Persons who today identify as black or African American did not invent the system. But, in response to that system, there is a community of persons who identify in that way. Hitchens is correct to point out that Obama does not fit into the usual mold of persons who identify as black or African-American. But he is wrong to assume that is the end of the discussion.
How Obama identifies is not up to Hitchens or me or anyone other than Obama and the members of the community he wants to belong to. If race has no biological significance, it is nonetheless a social fact in this country. If Obama and the persons in the community where he lives see value in his and their identifying as black, then it is somewhat arrogant for Hitchens, or anyone, to presume to know better and declare this either not possible or somehow inappropriate.
Hitchens may fall into the group of individuals who, having seen the fallacy of the biological concept of race, declare the problem solved and cannot understand why anyone would pay attention to it any more. Ward Connerly is also in this group. So is William Bennett.
I for one will declare the issue of race irrelevant when a majority of persons who belong to communities which have been on the receiving end of this country's racist past decide that it is irrelevant.
As for Hitchens refusal to vote for Obama because he is black or for Clinton because she is female, I say what's the problem?

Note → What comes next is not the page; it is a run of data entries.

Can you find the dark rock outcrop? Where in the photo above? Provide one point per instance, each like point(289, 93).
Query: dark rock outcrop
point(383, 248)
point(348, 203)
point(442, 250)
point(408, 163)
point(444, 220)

It is a statistical certainty that in a country of 300,000,000 plus there is at least one female (50% of the population) and one person who identifies as black (12% of the population) who is equally qualified to be president as any male who identifies as white (a group which comprises less than 50% of the population). I say that there is one example of each running for the nomination of the Democratic party.
So, if there are such persons available, what is the problem with allowing race or gender to influence the choice? It's not like we're choosing between Anne Coulter and George Washington. Or O.J. Simpson and Franklin Roosevelt. The Republic will survive, if not flourish, regardless of which one of the top three remaining Democrats becomes president.
Allowing race or gender to be one of the factors in the choice of equally qualified candidates is the essence of affirmative action, and there's nothing wrong with it. Unless you're the white guy who now has to compete in the real world and not the mythical world of the 19th century.